Dalkowski was a 5-foot-10 left-hander who wore glasses, didn’t really look like a ballplayer and never acquired a cool nickname. He drank too much and remained stuck in the minors until his career flamed out in 1966. LaLoosh, a tall, fun-loving, good-looking righty bound for the big leagues, lives forever in the classic film “Bull Durham.”
What they shared was the ability to throw a baseball extraordinarily fast and comically wild (although Nuke eventually learns to harness his energy). Neither pitcher, in real life or on film, was accurately timed, but it’s a given they hit 100 mph - a magic number that by itself guarantees little success but connotes the mythic quality of an achievement beyond the reach of most mortals.
“It’s the triple-digit thing,” said Ron Shelton, a former minor leaguer who used Dalkowski as inspiration for LaLoosh in the movie he wrote and directed. “It’s a goal, whether it’s meaningful or meaningless. It reverberates. There’s a digital board in every stadium, and after every pitch, you look up there.”

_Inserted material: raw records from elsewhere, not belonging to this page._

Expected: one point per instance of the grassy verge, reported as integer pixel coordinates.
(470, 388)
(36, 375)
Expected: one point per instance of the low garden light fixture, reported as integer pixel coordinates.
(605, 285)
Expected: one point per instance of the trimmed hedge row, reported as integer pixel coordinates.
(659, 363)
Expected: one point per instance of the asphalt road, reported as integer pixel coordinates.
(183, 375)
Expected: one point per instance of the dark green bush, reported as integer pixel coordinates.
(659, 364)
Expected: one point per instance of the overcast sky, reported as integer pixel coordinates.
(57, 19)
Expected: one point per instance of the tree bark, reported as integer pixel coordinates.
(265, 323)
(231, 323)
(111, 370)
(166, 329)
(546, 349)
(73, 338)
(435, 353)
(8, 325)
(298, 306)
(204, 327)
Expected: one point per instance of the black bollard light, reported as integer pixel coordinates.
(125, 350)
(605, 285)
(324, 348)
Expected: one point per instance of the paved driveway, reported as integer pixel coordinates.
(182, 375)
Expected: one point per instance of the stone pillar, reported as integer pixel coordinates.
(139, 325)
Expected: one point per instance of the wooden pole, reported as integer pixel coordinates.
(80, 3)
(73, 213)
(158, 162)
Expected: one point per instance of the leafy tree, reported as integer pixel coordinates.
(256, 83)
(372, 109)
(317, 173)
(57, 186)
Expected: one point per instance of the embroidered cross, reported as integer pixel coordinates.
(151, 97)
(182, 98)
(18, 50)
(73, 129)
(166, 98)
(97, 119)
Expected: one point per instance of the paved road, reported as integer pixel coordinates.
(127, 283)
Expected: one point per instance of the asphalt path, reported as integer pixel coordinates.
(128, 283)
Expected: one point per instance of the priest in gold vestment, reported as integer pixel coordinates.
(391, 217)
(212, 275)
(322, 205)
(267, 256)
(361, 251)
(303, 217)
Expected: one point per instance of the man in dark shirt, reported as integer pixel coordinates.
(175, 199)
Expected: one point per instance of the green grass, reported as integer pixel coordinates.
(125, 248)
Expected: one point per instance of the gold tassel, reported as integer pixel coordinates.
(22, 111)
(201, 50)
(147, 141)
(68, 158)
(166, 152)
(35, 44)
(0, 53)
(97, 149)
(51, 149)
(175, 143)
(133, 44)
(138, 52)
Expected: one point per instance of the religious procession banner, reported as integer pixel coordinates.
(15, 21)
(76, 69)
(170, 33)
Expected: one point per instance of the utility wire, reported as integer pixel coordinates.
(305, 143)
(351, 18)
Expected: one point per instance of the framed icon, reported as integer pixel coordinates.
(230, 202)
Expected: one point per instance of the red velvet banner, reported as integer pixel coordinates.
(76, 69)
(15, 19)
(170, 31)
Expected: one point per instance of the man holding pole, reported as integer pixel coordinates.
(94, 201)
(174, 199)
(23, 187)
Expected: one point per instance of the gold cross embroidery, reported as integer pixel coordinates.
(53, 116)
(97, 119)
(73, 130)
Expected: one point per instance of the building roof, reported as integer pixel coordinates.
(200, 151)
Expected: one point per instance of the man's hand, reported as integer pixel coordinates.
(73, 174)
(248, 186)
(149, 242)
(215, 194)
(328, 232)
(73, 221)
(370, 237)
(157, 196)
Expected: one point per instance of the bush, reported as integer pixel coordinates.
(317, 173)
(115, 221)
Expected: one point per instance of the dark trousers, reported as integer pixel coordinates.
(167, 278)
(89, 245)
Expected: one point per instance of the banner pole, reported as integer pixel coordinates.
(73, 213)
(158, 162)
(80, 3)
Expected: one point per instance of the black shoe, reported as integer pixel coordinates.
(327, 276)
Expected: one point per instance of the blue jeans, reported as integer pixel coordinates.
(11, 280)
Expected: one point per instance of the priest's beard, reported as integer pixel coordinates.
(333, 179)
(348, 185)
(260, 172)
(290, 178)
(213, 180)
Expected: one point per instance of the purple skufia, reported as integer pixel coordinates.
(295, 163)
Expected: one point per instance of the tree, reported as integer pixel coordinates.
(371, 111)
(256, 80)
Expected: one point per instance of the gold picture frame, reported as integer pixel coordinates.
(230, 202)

In a few months, Nationals fans might be doing the same thing with Stephen Strasburg, whom the club is expected to take Tuesday with the first pick in major league baseball’s first-year player draft. Generally regarded as the best pitching prospect in years, Strasburg has an arsenal of weapons. But the one everybody talks about is a fastball clocked at upward of 102 mph.
Welcome to the 100 mph club, kid.
“It’s a number that is recognized as the elite of arms,” said Hall of Fame pitcher Nolan Ryan, the all-time strikeout king who threw harder for longer than any pitcher in history. “So when someone throws at that level, it gets people’s attention.”
Said Shelton: “We like strikeouts, and we like home runs.”
In other words, fans like speed and power, and the 100 mph fastball, often heard but not seen, combines both. If you can throw that hard, you’re called a “power pitcher.” Even better is when you can throw that hard for strikes. It took a few years for Ryan, now the Texas Rangers’ president, to learn how to do that. Dalkowski never did.
Shelton followed Dalkowski by a few years in the Baltimore Orioles’ farm system and heard all the stories about his speed and wildness. Dalkowski reputedly hitting an announcer in the press box and a mascot. Dalkowski hurling a baseball through a wooden fence on a bet, firing three pitches through a backstop during a game, breaking an umpire’s mask in three places and causing a concussion. He supposedly pitched a no-hitter while striking out 18 and walking 20.
Ted Williams faced one batting-practice pitch from Dalkowski before dropping his bat and leaving the cage. Williams and others said Dalkowski was the fastest they ever saw, but he never escaped the minors, where he went 46-80 with a 5.59 ERA in nine seasons. In 995 innings, he struck out 1,396 and walked 1,354.
He also was a serious alcoholic.
In a way, Shelton said, “It was like talking about Michael Jordan or LeBron James. This was some other kind of a creature. He was 5-10, wore glasses and short-armed the ball. He’s the last guy in the world you’d think could throw that hard.”
Shelton said he was enthralled with “the idea of a guy with this gift from the gods that doesn’t know what to do with it.”
Other hard throwers have known what to do with it, but how fast did they really throw? Timing the speed of pitches always has been problematic. Even now, radar gun readings vary. In the 1940s, Bob Feller was timed at 98.6 by a photo cell device at the Army’s Aberdeen Proving Ground in Maryland. The only serious effort to time Dalkowski’s fastball took place in 1958, also in Aberdeen, not far from where Ripken Stadium now stands. Using a primitive radar device, he was timed at 93.5 mph, but that was laughable. It took Dalkowski 40 minutes of nonstop pitching to get a reading - a day after he threw about 150 pitches in a game.